Putting a long bet on GPB/USD (for example) with a stop loss at £1=$1, which I am taking to be so unlikely as to be nearly impossible. That's about 2000pips away at the moment. The aim would be to make only 10% in less than a year, bearing in mind 2 weeks ago this pair was 200pips higher, this could happen in a matter of days or weeks.

Having read about the interest charges for daily funded/rolling bets I would use the quarterly bets which I gather have a broader spread. I don't have an account at the moment (I never have) so I don't know how wide the spreads are on the quarterly bets but I am presuming they are not in the 100s of pips?

I would be considering this "an investment" rather than a "bet", with the thinking being that even if it took 2 years to make 10% that would be 5% per annum "interest" which is better than any bank account.

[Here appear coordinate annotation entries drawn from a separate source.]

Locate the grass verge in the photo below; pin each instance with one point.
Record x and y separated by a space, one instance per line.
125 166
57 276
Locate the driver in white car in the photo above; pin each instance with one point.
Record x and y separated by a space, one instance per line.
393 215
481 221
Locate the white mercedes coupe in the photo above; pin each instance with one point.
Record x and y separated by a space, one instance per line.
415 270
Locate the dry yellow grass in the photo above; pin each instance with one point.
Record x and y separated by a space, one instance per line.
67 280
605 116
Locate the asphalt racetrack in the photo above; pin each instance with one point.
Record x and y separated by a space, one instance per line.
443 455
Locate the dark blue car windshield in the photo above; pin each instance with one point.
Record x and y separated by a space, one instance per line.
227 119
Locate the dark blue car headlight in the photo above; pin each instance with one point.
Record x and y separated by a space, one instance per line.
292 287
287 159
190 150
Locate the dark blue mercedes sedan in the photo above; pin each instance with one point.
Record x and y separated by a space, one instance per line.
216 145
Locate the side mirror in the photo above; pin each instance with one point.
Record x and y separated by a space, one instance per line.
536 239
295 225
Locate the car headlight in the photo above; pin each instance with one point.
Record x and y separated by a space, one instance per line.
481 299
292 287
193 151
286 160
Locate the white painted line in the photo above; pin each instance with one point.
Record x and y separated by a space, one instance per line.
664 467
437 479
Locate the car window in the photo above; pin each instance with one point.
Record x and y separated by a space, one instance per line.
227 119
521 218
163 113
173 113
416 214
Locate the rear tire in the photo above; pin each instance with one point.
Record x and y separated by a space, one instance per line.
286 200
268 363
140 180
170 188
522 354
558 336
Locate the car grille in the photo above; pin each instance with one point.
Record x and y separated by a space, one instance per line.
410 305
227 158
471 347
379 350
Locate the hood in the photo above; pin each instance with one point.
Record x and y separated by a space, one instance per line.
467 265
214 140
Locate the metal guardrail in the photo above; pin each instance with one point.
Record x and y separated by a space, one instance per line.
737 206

I haven't thought about what I would do if it made me 10% in a matter of weeks, i.e. would I let it go further up or bet the other way. I haven't decided.

Many thanks for any advice/input people wish to offer.
 
There are always one big problem with long-term investments - nobody knows the future. This gets worse the further into the future we're talking about.
 
You need to work out the costs for holding a long term bet, other options could be to 'invest' in an equivalent ETF and depending on level of capitalisation whether you would use a leveraged ETF. For an ETF then holding in an ISA or SIPP would provide the tax free benefit equivalent to SB.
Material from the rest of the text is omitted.